# 60's(???) Murray help needed.



## fordmike65 (Dec 18, 2015)

So, as always I've waited until the last minute to get something together. I picked this bike up a couple years ago for my little nephew(Now 4yrs old) and am hoping to get it going for his birthday. So far I have an NOS seat & some grips on the way. I'm thinking I can swap in a modern 16" coaster wheelset since there seems to be enough room for pneumatic tires. Anyone know what this lever coming out of the BB is? And what the hole in the rear fender is for? I'm afraid I'm missing some parts. If so, can I convert it and use a conventional rear coaster hub?? Thanks in advance for the help. Mike


Yes, I know the fork/bars need to be rotated. Pics from original sale thread.









Anyone know what this lever coming out of the BB is? And what the hole in the rear fender is for? I'm afraid I'm missing some parts. If so, can I convert it and use a conventional rear coaster hub?? Thanks in advance for the help. Mike


----------



## Dale Alan (Dec 18, 2015)

Could it be a mechanical brake ? Rod attached to something which uses friction on the rear tire ?


----------



## fordmike65 (Dec 18, 2015)

That's what I'm thinking. I just unearthed it from the depths of my storage unit where it's been buried for over 2yrs, so I haven't touched it yet. I'll tear into the BB & see what's going on tonight.

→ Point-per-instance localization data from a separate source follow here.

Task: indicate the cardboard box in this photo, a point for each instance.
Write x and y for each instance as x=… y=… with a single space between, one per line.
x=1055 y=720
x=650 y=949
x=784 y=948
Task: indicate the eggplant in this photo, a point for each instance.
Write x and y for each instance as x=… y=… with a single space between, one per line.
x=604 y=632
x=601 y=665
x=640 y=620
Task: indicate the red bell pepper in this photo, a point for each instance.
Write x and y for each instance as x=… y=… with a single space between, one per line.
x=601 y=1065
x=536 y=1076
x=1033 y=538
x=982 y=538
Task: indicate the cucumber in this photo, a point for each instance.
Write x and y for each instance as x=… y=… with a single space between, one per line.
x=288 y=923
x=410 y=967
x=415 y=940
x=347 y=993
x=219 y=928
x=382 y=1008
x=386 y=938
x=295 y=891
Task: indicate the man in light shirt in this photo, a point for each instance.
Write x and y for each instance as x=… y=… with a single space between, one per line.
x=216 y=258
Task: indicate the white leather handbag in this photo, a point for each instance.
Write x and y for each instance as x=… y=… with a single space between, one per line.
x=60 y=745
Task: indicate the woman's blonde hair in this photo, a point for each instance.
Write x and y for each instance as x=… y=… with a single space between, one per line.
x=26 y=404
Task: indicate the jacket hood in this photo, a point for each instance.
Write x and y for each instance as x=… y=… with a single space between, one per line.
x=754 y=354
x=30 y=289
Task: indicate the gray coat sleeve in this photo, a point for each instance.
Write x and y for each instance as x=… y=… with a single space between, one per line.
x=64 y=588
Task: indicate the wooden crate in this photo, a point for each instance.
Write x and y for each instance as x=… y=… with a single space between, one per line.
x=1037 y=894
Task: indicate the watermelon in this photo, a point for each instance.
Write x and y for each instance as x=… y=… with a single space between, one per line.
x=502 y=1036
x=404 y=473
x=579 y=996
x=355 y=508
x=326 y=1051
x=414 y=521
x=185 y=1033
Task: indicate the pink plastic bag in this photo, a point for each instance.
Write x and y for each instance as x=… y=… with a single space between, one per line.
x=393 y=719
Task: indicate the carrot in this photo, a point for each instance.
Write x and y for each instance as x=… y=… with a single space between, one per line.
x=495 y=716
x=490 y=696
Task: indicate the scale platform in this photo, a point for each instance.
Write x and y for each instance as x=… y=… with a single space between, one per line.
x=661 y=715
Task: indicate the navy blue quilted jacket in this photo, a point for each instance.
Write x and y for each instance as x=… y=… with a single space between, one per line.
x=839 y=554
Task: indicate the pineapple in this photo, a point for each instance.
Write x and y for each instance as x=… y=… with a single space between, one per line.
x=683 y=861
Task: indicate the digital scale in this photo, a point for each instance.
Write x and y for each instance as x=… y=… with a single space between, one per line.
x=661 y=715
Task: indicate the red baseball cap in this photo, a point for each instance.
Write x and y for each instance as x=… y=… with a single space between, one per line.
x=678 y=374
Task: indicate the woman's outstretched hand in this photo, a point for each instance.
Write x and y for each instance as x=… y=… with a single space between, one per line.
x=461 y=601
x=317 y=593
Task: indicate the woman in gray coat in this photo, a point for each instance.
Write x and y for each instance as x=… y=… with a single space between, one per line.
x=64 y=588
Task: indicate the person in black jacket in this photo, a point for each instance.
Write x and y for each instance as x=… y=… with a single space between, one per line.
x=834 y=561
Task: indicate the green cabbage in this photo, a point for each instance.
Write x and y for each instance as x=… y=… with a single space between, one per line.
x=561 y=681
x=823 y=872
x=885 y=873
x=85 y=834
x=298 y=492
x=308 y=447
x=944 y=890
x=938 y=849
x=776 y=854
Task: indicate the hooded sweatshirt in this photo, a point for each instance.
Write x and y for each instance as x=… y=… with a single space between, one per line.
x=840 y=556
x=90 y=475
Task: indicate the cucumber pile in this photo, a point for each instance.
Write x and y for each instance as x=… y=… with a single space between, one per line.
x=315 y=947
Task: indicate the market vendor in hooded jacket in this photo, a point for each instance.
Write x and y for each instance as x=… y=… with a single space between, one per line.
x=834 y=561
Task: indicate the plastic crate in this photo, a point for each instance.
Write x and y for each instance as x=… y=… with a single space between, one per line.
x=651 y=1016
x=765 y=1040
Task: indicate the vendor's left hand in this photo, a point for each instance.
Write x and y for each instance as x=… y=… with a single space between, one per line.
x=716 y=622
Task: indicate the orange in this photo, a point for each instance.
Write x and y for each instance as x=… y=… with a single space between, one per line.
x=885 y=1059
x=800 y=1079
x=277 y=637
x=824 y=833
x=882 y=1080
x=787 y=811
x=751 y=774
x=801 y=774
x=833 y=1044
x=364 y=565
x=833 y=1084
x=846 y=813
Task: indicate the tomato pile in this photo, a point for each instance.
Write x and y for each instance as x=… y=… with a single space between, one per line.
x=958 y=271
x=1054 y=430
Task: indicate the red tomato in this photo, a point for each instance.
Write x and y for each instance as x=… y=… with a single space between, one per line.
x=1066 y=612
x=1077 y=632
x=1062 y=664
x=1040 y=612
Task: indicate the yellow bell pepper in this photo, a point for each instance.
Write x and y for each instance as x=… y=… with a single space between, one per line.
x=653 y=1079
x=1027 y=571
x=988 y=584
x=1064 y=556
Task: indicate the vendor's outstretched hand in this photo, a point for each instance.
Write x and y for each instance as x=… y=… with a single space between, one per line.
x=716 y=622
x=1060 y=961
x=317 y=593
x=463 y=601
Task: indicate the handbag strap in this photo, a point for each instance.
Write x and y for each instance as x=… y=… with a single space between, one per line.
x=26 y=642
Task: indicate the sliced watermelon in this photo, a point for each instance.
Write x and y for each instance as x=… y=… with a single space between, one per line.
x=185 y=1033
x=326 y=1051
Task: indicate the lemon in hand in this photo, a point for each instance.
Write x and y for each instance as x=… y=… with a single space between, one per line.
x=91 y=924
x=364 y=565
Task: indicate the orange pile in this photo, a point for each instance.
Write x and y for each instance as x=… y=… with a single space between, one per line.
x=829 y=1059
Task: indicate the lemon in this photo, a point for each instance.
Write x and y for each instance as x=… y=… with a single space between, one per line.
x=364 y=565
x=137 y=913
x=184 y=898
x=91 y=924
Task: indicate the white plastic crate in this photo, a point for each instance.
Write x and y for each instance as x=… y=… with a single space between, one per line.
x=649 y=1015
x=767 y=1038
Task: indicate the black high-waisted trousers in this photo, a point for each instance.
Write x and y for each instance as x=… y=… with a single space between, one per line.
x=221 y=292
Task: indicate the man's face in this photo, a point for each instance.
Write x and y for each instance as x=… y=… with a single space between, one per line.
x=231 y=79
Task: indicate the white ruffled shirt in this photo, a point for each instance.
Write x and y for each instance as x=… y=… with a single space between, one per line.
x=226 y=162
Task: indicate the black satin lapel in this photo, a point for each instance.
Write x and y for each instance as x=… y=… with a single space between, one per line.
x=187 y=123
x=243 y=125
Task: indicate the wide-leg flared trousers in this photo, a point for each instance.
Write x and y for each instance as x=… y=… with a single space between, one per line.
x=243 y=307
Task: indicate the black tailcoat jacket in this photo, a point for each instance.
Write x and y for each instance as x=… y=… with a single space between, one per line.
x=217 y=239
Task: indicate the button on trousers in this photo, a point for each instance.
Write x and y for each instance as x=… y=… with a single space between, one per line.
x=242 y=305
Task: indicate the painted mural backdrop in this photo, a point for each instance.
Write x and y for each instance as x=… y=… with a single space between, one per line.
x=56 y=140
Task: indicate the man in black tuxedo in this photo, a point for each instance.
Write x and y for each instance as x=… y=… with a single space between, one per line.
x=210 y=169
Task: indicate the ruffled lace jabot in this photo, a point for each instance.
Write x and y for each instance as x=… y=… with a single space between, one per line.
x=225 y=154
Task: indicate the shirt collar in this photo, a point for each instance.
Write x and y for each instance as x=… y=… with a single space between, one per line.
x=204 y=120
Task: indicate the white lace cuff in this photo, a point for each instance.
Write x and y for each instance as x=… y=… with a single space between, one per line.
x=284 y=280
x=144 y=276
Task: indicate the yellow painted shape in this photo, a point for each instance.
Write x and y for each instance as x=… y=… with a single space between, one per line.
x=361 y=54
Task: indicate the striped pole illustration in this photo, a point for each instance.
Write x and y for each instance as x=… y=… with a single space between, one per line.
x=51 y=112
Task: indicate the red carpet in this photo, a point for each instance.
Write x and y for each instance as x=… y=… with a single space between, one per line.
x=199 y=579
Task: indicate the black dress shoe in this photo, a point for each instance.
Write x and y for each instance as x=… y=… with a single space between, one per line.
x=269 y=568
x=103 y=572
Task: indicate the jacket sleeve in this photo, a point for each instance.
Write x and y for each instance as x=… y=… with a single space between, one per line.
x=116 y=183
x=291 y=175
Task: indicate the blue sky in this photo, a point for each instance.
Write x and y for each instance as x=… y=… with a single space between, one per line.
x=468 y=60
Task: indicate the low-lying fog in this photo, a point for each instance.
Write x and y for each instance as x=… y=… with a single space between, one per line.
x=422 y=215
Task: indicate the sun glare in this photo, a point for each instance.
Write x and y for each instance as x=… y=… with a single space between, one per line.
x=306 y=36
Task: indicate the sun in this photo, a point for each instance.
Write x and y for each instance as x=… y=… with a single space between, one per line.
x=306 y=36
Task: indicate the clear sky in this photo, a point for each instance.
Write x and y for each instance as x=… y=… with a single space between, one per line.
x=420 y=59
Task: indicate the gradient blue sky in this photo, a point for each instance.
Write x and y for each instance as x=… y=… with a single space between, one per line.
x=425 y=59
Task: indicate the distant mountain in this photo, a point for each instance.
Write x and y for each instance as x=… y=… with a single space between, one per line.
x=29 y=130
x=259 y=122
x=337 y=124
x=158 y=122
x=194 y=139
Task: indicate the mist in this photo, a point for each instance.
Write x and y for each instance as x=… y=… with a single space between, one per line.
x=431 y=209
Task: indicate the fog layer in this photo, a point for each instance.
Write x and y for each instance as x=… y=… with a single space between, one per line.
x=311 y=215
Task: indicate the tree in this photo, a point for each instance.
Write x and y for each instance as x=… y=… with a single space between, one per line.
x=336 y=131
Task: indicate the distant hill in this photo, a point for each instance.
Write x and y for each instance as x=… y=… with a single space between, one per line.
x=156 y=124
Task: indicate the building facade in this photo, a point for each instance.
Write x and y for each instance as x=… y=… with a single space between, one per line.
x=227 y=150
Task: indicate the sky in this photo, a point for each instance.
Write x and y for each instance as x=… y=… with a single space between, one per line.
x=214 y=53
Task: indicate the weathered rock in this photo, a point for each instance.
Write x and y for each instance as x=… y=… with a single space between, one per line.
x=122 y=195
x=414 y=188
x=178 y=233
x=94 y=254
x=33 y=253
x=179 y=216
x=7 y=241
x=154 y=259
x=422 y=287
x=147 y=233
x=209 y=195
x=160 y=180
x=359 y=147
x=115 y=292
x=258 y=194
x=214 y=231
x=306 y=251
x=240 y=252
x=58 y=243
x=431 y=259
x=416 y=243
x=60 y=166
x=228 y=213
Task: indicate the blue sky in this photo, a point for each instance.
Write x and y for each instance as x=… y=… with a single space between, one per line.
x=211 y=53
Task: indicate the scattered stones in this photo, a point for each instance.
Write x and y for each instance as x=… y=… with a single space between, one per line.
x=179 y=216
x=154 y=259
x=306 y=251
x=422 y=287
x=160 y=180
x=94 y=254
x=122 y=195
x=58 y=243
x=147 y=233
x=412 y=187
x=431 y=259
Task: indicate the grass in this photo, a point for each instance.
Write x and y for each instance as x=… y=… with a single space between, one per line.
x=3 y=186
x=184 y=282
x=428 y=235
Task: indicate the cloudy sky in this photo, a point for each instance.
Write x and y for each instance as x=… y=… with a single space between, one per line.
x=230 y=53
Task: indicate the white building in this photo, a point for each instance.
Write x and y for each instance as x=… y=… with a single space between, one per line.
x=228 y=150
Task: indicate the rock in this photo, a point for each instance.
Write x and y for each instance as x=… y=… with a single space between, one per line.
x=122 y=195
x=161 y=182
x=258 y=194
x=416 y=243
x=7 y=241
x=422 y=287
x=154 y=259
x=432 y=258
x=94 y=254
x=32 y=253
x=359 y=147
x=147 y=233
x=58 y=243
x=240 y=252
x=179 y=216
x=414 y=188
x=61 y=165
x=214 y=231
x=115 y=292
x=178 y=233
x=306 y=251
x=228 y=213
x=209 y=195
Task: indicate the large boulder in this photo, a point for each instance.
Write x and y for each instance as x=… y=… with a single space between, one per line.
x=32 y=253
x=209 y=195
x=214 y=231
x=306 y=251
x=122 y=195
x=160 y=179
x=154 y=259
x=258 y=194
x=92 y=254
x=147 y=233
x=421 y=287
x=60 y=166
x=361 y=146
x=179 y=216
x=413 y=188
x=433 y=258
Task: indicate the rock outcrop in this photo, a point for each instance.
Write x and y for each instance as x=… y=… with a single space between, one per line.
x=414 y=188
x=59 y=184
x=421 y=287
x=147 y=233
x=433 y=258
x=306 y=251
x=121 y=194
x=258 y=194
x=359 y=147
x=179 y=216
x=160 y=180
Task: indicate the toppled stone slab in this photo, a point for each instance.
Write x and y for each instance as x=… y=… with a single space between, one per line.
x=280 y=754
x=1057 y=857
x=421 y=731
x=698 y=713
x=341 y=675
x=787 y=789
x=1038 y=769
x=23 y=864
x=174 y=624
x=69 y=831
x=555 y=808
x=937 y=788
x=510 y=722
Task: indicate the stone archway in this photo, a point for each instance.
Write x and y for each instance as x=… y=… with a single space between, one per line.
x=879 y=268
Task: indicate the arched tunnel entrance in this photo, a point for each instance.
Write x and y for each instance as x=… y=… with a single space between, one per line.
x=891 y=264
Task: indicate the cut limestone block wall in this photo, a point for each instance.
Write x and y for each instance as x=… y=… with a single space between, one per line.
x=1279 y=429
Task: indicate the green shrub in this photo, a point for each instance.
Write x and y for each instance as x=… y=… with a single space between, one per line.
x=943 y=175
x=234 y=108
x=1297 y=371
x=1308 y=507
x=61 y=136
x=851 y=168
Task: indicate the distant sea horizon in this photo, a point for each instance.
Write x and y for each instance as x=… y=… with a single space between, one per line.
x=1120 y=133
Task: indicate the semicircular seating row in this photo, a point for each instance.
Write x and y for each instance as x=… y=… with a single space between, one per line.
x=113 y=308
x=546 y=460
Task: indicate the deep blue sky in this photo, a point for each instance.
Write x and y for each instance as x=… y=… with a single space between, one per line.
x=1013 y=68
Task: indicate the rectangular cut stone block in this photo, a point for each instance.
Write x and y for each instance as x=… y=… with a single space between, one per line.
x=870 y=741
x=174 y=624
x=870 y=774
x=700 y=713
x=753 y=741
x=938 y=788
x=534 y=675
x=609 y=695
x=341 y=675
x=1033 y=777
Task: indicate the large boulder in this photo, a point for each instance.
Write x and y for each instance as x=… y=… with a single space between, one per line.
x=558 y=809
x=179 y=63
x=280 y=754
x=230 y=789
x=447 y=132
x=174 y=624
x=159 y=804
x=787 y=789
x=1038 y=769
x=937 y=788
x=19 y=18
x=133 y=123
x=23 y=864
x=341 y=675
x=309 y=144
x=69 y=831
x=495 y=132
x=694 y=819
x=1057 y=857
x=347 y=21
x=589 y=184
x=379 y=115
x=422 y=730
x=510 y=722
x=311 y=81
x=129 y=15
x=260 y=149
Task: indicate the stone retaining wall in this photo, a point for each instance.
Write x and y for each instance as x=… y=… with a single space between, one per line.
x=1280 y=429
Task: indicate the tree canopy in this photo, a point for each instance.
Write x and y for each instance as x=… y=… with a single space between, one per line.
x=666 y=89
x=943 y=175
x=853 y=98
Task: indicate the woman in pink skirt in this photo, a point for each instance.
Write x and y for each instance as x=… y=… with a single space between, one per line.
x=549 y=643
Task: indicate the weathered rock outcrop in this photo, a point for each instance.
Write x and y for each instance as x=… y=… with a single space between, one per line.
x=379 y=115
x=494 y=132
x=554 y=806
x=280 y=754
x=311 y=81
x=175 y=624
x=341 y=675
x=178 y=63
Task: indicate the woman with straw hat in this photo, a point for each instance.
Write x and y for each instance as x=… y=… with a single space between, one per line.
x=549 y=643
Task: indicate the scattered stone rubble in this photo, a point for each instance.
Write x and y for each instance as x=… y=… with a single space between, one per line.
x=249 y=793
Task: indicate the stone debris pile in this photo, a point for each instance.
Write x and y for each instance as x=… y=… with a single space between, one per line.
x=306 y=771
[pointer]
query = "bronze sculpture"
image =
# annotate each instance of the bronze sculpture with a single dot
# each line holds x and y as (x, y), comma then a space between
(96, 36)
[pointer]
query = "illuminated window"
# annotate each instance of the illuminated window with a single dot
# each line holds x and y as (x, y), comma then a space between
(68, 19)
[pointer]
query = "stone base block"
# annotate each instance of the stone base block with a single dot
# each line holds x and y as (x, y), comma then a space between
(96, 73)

Hoping someone here has one or some info/pics.


----------



## fordmike65 (Dec 18, 2015)

Found this crusty one, but no other pics or info.





And this one that's a lil different with a fake tank topbar, but looks like the same crankset.


----------



## fordmike65 (Dec 18, 2015)

Think it's in there somewhere.


----------



## fordmike65 (Dec 18, 2015)




----------



## fordmike65 (Dec 18, 2015)




----------



## fordmike65 (Dec 19, 2015)

I had a feeling this thing had a coaster brake built into the BB...


----------